Most herb specialists purvey numerous rosemarys, and most also will say of one or another that it is their personal culinary favorite; sad to say, there is little if any consistency in these recommendations—indeed, many, perhaps most, of the recommended types seem to be more or less proprietary to the vendor. It’s clear that there really are significant difference from one to another cultivar—while they’ll all be strong enough, there is the matter of the balance of the various “essential oils” that give the characteristic taste—but it seems to be as much a matter of picking your supplier as of picking your cultivar.

After assembling and reviewing a great number of apparently expert comments from around the web, it looks like there are several pretty good types, but the clear drift seems to be toward the type Tuscan Blue.
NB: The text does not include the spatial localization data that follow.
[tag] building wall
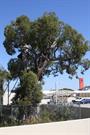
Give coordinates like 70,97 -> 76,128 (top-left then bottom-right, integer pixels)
3,92 -> 15,105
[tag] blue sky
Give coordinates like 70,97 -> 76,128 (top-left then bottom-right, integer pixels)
0,0 -> 90,90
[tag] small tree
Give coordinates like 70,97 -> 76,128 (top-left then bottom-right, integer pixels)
12,71 -> 42,106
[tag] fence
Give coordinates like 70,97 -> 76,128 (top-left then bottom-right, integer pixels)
0,104 -> 90,127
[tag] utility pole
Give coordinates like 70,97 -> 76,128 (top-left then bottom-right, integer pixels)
7,80 -> 10,105
55,80 -> 58,105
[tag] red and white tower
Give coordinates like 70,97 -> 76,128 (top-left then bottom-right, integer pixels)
79,78 -> 84,90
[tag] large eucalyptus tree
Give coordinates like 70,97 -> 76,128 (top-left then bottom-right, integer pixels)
3,12 -> 90,80
3,12 -> 90,105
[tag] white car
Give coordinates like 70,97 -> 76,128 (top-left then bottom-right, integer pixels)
72,98 -> 82,104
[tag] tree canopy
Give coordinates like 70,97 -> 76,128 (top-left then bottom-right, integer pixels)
3,12 -> 90,80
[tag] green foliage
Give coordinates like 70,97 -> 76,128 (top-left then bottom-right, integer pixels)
3,12 -> 90,80
12,71 -> 43,106
0,68 -> 8,81
39,105 -> 76,123
51,106 -> 72,121
4,16 -> 31,55
39,108 -> 51,123
8,58 -> 24,78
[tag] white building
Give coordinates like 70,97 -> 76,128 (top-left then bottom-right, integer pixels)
3,92 -> 15,105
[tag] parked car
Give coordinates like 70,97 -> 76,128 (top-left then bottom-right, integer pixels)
72,98 -> 90,104
72,98 -> 82,104
80,99 -> 90,104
Rosemary can be seed-grown—though not easily—but it’s a perennial and we are best off buying good cuttings from, as we have said, reliable specialist seedsmen.

As with many herbs, rosemary produces best flavor on the sorts of poor, relatively barren soils that reproduce its native habitat; it is not fussy, but a slightly alkaline soil is best. Though given the chance it will luxuriate, we can keep it in a relatively small pot, as we want it continually but rarely in much quantity at any one time. It does, however, like most herbs, want very well-drained soil—indeed, moisture control is especially crucial with rosemary (see the discussion farther below).

Like most Mediterranean herbs, rosemary needs full sun.

Grown indoors, rosemary occasionally suffers from powdery mildew. If your rosemary goes off from it, Safer’s makes a product called “Defender” said to cure the ailment literally within hours. Another option is a homebrew of 2 T. baking soda and 2 T. summer oil in 1 gallon of water, sprayed every 7 to 10 days (a recipe from Mulberry Creek Herbs that we simply pass on with no knowledge of its effectiveness).


Watering rosemary properly is the only aspect of growing it requiring much attention. Rosemary can be easily killed off either by being allowed to completely dry out or by being given “wet feet” (excessive root moisture). So water regularly but sparingly, and pay attention to the soil moisture. And do not, as some sources casually recommend, mist the plant.

Keep rosemary well pruned—it withstands pruning excellently, and is often used as a topiary subject. (Try, though, to avoid cutting older wood.)

Note: if you’re not a veteran rosemary user, begin with caution. While it is a necessary ingredient in many types of cookery, it needs to be added with a light hand, being very powerfully flavored. Better too little than too much till you acquire a sure feeling for its use.

(You can use rosemary branches as kebab skewers, in which use they add a subtle rosemary note; find the longest sprigs and strip off all leaves from the stem except for those at the growing tip, or—better—just don’t lop off denuded branches as you take needles for ordinary use, so you have a supply of “skewers”.)